Deployment team & sites

Europe/London
EVO - GridPP Deployment team & sites meeting

EVO - GridPP Deployment team & sites meeting

Jeremy Coles
Description
- This is the biweekly DTEAM & sites meeting - The intention is to run the meeting in EVO: http://evo.caltech.edu/evoGate/. Join the meeting in the GridPP Community area. - The phone bridge number is +44 (0)161 306 6802 (CERN number +41 22 76 71400). The phone bridge ID is 77907 with code: 4880.
Deployment team & sites (04 Jan 2011) Chaired by: Jeremy Coles

Jeremy Coles (Chair+minutes)
Richard Hellier
Matt Doidge
Santanu Das
Gareth Smith
Rob Fay
Raja Nandakumar
Pete Gronbech
Ben Waugh
Andrew McNab
Andrew Washbrook
Mingchao Ma
 
Apologies: Alessandra Forti

Experiment problems & issues

Raja: Things have been running smoothly. UCL has a problem – GGUS ticket 65727 opened NFS/SQLite locking. Even the power failure on new years eve did not create much of a stir even though many jobs were running – DIRAC may have resubmitted to get jobs finishing correctly masking any failures.

CMS – no report

ATLAS – no report

Pete: Oxford offline in Panda this morning. Does anybody know anything?

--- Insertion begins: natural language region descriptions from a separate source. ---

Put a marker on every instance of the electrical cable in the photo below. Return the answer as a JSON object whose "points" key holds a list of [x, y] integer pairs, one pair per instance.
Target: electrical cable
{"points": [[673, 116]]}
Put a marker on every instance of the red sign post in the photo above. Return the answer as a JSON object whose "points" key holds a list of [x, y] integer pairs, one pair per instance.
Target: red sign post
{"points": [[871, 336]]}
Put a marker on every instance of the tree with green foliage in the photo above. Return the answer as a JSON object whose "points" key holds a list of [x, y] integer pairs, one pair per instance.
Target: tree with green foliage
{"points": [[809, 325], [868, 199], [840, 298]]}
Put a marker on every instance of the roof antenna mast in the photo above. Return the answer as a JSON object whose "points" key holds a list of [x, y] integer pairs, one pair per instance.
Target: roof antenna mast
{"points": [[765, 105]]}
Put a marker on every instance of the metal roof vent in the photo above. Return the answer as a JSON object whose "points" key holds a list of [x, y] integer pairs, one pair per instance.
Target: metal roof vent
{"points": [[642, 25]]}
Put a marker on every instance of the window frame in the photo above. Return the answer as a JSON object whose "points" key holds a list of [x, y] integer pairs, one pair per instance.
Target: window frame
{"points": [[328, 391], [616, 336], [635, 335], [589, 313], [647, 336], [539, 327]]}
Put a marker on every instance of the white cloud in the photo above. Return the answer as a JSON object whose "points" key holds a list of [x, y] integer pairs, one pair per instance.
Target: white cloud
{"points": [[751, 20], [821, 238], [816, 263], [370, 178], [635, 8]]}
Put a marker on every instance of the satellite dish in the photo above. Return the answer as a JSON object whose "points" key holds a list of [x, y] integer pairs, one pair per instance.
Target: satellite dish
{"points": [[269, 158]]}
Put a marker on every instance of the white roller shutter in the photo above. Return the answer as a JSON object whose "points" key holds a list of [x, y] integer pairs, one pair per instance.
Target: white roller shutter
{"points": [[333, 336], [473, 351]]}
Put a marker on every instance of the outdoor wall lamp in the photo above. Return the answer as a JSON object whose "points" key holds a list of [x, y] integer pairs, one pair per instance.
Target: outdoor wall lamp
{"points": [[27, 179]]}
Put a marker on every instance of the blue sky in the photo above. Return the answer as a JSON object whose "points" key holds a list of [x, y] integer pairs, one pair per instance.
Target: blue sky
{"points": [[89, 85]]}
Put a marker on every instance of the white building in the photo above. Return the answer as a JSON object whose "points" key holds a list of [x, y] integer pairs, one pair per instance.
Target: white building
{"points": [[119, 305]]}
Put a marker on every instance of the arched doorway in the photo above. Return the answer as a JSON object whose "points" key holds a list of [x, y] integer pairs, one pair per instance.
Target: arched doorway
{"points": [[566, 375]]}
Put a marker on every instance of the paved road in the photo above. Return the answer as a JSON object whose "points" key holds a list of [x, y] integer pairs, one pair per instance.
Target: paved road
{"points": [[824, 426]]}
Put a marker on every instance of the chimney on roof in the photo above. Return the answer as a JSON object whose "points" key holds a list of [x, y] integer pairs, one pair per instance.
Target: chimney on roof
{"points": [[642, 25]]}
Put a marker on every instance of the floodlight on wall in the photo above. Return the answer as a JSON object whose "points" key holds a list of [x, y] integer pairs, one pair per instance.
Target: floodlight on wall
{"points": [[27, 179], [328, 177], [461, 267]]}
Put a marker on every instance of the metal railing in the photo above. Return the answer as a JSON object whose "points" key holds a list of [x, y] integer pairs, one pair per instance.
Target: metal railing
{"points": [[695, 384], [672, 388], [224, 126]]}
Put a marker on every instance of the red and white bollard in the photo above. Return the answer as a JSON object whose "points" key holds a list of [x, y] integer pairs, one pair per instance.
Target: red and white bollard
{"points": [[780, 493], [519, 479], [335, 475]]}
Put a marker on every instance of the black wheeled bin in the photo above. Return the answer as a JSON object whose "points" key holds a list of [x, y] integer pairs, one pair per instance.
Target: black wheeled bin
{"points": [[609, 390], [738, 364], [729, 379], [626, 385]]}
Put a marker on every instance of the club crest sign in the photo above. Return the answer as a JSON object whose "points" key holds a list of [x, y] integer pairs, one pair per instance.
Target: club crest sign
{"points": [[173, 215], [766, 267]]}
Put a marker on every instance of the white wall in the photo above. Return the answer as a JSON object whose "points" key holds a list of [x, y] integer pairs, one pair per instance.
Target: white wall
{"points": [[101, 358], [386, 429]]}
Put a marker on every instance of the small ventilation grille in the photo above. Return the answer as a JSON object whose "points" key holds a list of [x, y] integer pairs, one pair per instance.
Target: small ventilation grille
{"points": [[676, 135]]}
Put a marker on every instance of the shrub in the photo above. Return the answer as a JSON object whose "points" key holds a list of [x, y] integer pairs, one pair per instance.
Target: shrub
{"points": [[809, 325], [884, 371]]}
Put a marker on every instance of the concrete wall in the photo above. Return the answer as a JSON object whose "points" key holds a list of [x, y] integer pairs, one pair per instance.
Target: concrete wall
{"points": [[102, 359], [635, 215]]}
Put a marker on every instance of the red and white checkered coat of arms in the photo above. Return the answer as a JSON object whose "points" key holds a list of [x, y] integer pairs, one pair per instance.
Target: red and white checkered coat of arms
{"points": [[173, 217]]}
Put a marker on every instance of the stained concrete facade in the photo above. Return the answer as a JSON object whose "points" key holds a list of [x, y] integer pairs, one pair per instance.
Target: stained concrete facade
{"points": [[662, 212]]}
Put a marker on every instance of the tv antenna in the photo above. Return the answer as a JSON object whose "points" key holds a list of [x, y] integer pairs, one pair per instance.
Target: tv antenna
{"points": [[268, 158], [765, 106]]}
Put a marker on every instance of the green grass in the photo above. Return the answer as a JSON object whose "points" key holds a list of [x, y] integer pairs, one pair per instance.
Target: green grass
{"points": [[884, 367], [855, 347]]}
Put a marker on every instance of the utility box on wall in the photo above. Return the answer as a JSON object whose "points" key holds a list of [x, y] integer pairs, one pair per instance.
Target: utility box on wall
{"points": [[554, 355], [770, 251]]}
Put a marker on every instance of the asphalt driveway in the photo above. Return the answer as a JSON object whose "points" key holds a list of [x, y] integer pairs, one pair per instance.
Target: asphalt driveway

Gareth: Some knock on effect from RAL issues. Only a few sites now running. Two problems over holiday period. Load/full service class problem for ATLAS. Some disk servers deployed into that area but ran on one service class for quite some time. In the end batch capacity and FTS channels reduced for ATLAS.  Essentially the load was such that CASTOR could not process anything in that service class for a couple days between Christmas and New Year. ATLAS now in process of deleting files to create space. Altogether a bit messy and led to failing ATLAS SAM tests. This was fixed on 30th.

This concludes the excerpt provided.